Please don't worry about whether or not you "belong here" -- CWE is for everyone who's dealing with E in one way or another, whether patients, parents, or partners, regardless of the status of their seizure disorder. There's so much support and information here, and every member adds to the community and the archive of advice.

The stuff you mention about food allergies and lack of appetite definitely seems to indicate that either nutritional imbalances and/or low blood sugar may well have triggered the initial seizures. I, too, wish that my neurologist had mentioned these possibilities at my diagnosis. I've had to learn on my own, and through CWE about triggers, and proactive and alternative approaches to coping with epilepsy.

Best,
Nakamova
 
Welcome Elsie!

Like you, I took Dilantin when I was young. (There weren't many options: it was Dilantin or Pheno...period.) It made me a zombie, my long, beautiful hair fell out and I have galloping gum rot as a souvenir.

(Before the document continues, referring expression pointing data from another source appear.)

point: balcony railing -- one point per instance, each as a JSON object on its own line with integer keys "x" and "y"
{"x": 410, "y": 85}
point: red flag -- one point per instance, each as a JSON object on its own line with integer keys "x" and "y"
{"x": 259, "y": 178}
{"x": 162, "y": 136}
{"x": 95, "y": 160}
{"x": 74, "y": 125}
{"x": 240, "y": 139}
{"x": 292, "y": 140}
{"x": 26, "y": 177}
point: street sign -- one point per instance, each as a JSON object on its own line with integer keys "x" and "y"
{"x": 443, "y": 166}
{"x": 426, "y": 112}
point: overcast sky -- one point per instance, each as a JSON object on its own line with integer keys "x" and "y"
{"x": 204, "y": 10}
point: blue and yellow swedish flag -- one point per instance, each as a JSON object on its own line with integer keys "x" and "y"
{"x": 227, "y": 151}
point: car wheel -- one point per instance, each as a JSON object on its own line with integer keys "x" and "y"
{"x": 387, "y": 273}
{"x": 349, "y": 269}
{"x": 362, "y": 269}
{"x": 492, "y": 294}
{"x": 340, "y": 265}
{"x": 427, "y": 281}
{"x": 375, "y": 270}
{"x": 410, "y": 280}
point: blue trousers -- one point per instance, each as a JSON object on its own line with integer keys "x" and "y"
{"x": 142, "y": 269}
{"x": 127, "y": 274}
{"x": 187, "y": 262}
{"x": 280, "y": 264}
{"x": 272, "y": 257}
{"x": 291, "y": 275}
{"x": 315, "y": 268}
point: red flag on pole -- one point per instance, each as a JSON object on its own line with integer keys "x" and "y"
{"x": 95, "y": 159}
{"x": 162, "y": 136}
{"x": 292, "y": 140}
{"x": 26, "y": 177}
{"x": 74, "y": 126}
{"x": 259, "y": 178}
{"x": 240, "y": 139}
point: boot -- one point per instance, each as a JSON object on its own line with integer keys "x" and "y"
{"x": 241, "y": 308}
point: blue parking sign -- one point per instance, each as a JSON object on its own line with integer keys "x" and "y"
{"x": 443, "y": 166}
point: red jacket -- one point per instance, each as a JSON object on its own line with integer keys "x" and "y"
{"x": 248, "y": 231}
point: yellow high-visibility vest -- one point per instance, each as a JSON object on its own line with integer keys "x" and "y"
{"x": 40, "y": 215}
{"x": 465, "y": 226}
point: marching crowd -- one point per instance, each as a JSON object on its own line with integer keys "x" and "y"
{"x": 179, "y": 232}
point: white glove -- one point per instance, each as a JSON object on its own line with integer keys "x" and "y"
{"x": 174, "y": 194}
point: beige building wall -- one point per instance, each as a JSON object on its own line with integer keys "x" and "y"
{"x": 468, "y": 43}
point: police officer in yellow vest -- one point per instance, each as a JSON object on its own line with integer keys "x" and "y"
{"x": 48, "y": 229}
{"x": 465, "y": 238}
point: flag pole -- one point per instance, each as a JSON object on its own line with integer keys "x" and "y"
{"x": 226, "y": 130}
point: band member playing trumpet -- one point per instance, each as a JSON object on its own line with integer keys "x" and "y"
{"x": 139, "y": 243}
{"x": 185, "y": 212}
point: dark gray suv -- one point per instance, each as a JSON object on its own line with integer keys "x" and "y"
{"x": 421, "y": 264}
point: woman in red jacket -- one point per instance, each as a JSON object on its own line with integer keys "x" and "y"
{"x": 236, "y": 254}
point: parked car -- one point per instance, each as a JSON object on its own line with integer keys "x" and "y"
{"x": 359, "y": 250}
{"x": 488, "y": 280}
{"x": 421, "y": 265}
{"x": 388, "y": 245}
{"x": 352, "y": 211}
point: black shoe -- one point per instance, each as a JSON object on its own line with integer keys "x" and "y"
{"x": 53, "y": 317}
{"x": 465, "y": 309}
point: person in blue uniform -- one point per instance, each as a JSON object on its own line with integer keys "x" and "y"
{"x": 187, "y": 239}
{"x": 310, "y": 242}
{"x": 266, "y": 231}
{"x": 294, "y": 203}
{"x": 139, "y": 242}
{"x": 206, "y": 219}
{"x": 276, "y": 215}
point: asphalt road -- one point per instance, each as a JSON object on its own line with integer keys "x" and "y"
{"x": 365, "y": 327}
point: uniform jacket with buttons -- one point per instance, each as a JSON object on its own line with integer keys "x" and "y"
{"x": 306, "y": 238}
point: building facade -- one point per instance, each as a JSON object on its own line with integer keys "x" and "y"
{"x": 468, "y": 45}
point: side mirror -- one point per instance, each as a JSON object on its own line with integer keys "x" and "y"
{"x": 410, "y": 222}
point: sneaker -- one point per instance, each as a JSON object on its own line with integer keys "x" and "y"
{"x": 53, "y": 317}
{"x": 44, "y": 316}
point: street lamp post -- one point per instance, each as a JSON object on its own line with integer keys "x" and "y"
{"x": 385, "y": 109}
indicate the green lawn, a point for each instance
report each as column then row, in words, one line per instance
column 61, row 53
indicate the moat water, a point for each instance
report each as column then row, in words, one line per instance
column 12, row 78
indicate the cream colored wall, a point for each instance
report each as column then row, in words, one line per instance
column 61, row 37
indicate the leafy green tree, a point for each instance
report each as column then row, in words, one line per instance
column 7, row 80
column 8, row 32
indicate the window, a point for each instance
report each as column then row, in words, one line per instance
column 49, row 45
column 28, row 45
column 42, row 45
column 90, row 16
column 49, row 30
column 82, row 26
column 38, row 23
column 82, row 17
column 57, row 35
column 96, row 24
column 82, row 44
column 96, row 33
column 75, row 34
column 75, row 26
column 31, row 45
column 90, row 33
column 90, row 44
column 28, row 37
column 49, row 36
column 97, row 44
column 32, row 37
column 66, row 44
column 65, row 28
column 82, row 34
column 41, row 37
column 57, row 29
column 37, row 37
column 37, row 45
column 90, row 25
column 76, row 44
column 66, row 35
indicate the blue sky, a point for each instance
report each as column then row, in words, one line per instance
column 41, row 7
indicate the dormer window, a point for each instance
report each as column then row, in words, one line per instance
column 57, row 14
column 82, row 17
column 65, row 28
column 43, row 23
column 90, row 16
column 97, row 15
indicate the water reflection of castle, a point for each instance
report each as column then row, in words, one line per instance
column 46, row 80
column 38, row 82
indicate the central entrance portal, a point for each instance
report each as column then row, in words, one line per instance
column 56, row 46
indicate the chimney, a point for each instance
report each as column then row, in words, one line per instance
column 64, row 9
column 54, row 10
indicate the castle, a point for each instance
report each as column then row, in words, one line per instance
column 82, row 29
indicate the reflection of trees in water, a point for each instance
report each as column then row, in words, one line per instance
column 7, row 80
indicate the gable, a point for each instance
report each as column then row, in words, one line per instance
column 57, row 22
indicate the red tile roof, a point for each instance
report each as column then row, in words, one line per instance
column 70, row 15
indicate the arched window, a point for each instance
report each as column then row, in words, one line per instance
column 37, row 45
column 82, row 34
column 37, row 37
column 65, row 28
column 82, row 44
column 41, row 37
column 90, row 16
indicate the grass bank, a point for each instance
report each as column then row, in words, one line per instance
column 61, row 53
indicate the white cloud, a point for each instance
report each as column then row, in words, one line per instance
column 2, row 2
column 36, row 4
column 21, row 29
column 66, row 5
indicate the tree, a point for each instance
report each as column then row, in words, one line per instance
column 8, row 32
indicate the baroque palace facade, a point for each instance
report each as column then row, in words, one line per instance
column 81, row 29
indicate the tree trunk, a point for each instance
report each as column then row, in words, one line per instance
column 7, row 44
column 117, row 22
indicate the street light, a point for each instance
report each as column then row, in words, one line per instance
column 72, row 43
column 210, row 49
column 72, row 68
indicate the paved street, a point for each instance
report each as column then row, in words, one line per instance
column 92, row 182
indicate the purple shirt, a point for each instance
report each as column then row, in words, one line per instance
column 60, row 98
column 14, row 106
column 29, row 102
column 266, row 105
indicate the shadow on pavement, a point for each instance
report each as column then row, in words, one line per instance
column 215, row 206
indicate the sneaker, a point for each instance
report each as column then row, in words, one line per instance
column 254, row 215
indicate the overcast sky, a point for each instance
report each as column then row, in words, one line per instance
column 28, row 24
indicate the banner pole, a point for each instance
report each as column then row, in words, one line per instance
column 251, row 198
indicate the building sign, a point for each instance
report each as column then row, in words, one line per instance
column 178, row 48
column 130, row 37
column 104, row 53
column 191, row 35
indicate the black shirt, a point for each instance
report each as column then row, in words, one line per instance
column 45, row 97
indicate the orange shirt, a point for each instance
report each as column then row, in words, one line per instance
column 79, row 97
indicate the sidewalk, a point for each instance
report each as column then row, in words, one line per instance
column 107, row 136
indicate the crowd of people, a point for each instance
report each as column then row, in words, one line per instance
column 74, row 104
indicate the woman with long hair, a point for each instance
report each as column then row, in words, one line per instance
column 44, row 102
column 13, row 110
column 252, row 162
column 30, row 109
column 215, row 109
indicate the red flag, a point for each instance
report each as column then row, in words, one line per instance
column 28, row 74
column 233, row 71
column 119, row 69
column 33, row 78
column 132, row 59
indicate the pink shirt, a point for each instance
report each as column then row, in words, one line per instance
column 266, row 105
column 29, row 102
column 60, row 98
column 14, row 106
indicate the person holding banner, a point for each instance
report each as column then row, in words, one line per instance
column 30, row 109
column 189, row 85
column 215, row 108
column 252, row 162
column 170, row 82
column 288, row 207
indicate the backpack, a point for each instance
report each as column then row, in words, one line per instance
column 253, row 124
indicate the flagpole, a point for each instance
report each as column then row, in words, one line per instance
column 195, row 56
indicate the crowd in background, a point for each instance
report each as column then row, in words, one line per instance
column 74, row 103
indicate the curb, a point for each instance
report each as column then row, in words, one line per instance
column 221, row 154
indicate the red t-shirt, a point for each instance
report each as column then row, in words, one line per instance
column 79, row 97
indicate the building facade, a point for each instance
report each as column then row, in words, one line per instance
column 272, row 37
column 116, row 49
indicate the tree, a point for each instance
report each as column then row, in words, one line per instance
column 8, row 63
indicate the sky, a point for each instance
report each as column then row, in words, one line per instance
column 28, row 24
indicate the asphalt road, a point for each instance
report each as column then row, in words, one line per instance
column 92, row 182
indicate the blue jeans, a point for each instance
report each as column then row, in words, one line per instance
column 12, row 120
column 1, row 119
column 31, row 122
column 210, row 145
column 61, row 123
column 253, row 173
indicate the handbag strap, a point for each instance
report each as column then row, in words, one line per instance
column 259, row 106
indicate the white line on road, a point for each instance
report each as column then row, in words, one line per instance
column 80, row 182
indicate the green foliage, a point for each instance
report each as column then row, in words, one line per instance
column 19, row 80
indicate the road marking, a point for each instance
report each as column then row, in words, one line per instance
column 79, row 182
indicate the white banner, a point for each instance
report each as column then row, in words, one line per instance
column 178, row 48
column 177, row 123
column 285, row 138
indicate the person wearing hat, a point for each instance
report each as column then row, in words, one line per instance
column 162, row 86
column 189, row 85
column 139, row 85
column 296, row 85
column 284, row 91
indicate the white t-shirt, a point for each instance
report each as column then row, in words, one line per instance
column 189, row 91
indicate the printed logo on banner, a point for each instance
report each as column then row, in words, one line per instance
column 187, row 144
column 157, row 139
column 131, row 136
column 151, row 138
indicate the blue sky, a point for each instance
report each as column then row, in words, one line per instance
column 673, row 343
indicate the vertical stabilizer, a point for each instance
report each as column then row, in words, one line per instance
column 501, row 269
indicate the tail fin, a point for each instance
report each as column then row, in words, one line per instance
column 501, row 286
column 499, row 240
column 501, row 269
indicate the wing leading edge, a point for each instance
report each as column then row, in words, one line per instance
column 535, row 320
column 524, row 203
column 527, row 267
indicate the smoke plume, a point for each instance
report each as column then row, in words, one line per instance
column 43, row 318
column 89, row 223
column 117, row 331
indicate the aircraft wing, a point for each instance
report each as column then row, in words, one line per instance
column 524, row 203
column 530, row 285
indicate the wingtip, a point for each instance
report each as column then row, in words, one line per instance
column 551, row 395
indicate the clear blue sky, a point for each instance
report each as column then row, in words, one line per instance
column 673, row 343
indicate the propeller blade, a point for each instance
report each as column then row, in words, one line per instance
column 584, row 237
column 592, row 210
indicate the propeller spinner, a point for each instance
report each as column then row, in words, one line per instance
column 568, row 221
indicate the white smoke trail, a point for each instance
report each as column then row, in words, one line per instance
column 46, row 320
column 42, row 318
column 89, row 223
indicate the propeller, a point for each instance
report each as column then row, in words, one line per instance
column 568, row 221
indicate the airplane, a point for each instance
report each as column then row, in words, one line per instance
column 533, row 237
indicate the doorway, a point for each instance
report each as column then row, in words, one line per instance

And like you, my parents were in denial. Even though my step-mother was a psychologist and my step-father was a surgeon. My step-father said I just had "uneven brain waves" and although I walked into walls, fell down all the time, almost drowned in the shower, everything was A-OK. I just had "uneven brain waves."

The "E" word was never mentioned. But I was treated like a pariah. It wasn't until 10 years later that I finally learned what the problem was. And like you, it was sort of a relief!